Perhaps the most well-known type of dementia, Alzheimer’s disease (AD) is a fatal neurodegenerative disorder, characterized—like other forms of dementia—with a progressive decline in cognitive abilities, and in late-stage AD, a decline in motor skills and increasing reliance on assisted self-care.
There is (yet) no cure for AD, and so needless to say, the social and economic impacts of AD are huge. According to the World Health Organization (WHO), there are around 50 million people worldwide with dementia, the societal cost of which was estimated to be US$ 818 billion in 2015. This is only set to rise, with the number of dementia patients projected to triple by 2050. The emotional impacts are of course a huge concern for those affected by a friend or family member living through this disease.
As such, research into finding a cure for Alzheimer’s has gained a lot of traction in recent years.
About a decade ago, it was discovered that a “plaque” comprised of amyloid β‐peptide (Aβ‐peptide)—a product of amyloid precursor protein (APP)—was found on the brain cells of AD patients.
As such, Aβ‐peptide has been the hallmark of biomarkers when testing patients, and for tracking AD’s progress in those afflicted. However, the role of Aβ‐peptide in AD, and how and why it forms, still lacks concrete understanding.

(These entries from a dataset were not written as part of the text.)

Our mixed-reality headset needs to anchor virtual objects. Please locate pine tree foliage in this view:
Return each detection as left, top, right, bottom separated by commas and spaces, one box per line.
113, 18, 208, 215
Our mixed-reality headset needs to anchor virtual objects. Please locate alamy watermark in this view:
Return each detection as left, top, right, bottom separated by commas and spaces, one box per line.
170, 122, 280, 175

Dr. Sergio Oddi, assistant professor at the University of Teramo and Researcher at CERC/Fondazione Santa Lucia of Rome, says “The development of novel therapies for Alzheimer’s disease is strongly narrowed not only by the lack of a full comprehension of underlying pathophysiological mechanisms but also by the absence of affordable, reliable, and noninvasive [means to analyze biomarkers]. Hence, there is the practical necessity to acquire accessible blood biomarkers to provide rapid, cost-effective, and critical information to timely identify [Alzheimer’s] disease stage and implement preventive strategies aimed at slowing down cognitive decline.”
In a study led by Oddi and his colleague, Tiziana Bisogno of the Italian National Research Council of the Santa Lucia Foundation, scientists have been looking at other potential biomarkers for monitoring AD in mice.

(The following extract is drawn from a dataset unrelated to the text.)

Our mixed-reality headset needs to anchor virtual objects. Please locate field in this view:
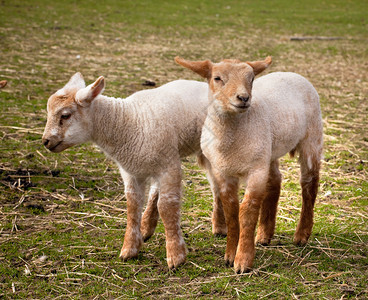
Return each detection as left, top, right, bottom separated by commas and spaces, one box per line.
0, 0, 368, 299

“In our study, we used a widely-accepted mouse model of amyloidosis to assess a possible correlation between AD progression and the molecular changes occurring in the plasma levels of some prominent N-acylethanolamines (NAEs) at different stages of disease progression.” NAEs are a class of fatty acid (FA) derivatives found in animal tissue and are considered lipid mediators. There has been previous evidence that NAEs are involved in neurodegenerative diseases, but there is no information on how levels of NAE are affected by AD.

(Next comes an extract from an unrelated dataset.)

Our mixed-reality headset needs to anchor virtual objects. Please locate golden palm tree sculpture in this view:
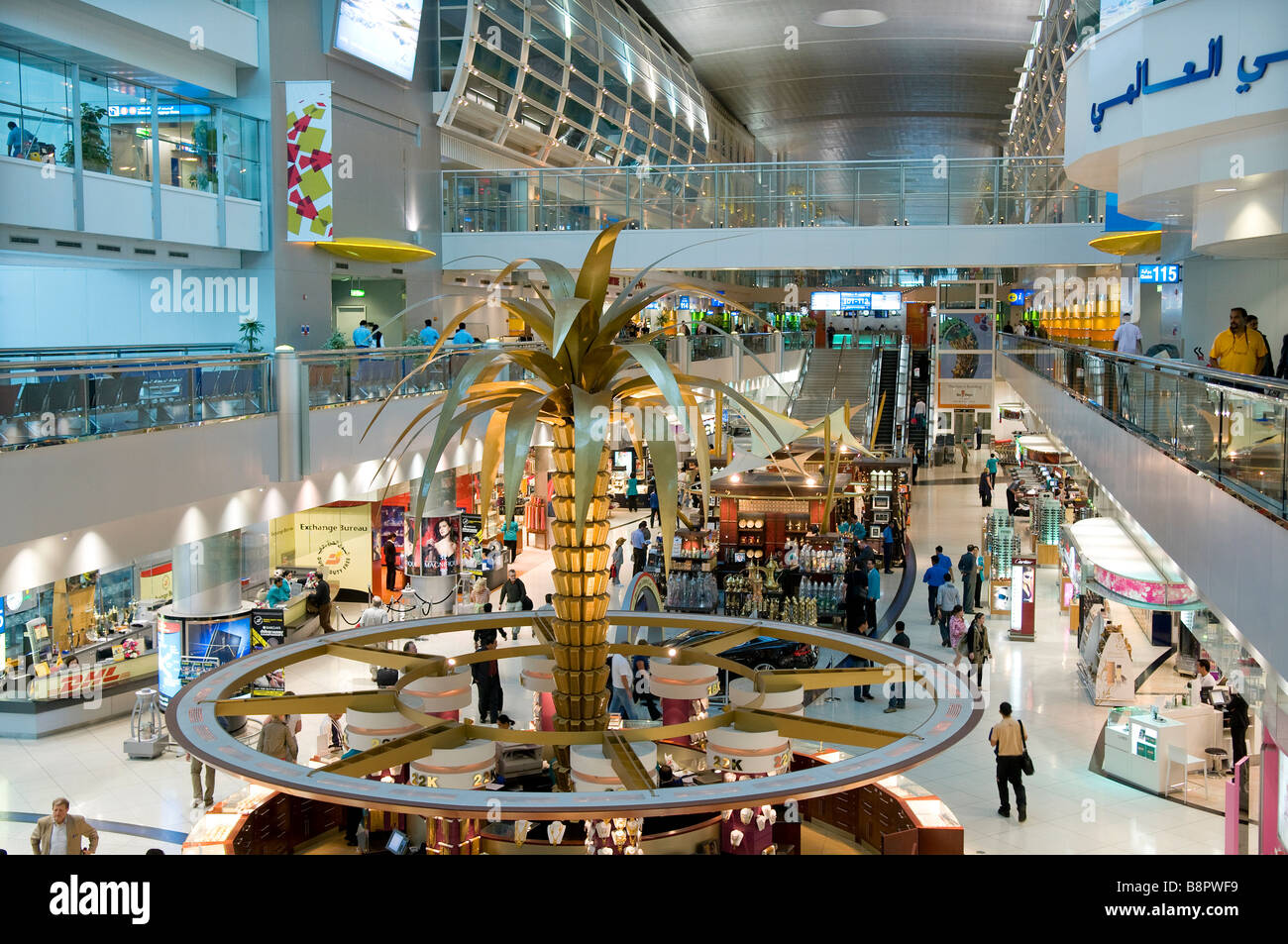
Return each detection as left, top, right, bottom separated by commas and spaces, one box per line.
368, 220, 802, 783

As such, Oddi and his team propose that NAEs could potentially be another key biomarker in AD patients.
“A longitudinal analysis of circulating NAEs in AD-like mice from 4 to 15 months of age has never been performed. For this reason, we [used] an LC-MS technique to perform a targeted lipidomics investigation of the subtle changes of chemical signaling occurring during the first year of life in a long-standing murine model of AD.”
The overall research took three years to complete, and their findings have now been published in the European Journal of Lipid Science and Technology. Although there were no significant changes in NAE levels as a whole in mice at different stages of AD, some differences were observed for certain NAE-related compounds in the blood plasma, leading Oddi and his team to conclude that more research in lipid-based biomarkers are needed.
“Although we did not find any significant alteration in the levels of the analyzed lipids, we believe that our approach is potentially useful for discovering disease-related changes in the concentration of other bioactive lipids in the plasma, thus identifying novel and noninvasive biomarkers that could assist the clinical evaluation of AD along with its temporal progression […] In consideration of the current challenges in the identification of circulating prognostic and diagnostic biomarkers, our findings may contribute to re-focus the field of investigation in AD pathophysiology beyond the Aβ-peptide- or Tau protein-based cerebrospinal fluid biomarkers. Finally, we believe that these results can contribute to expand our knowledge of the role of circulating NAEs in AD progression, as well as to better understand lipid signaling for disease therapy.”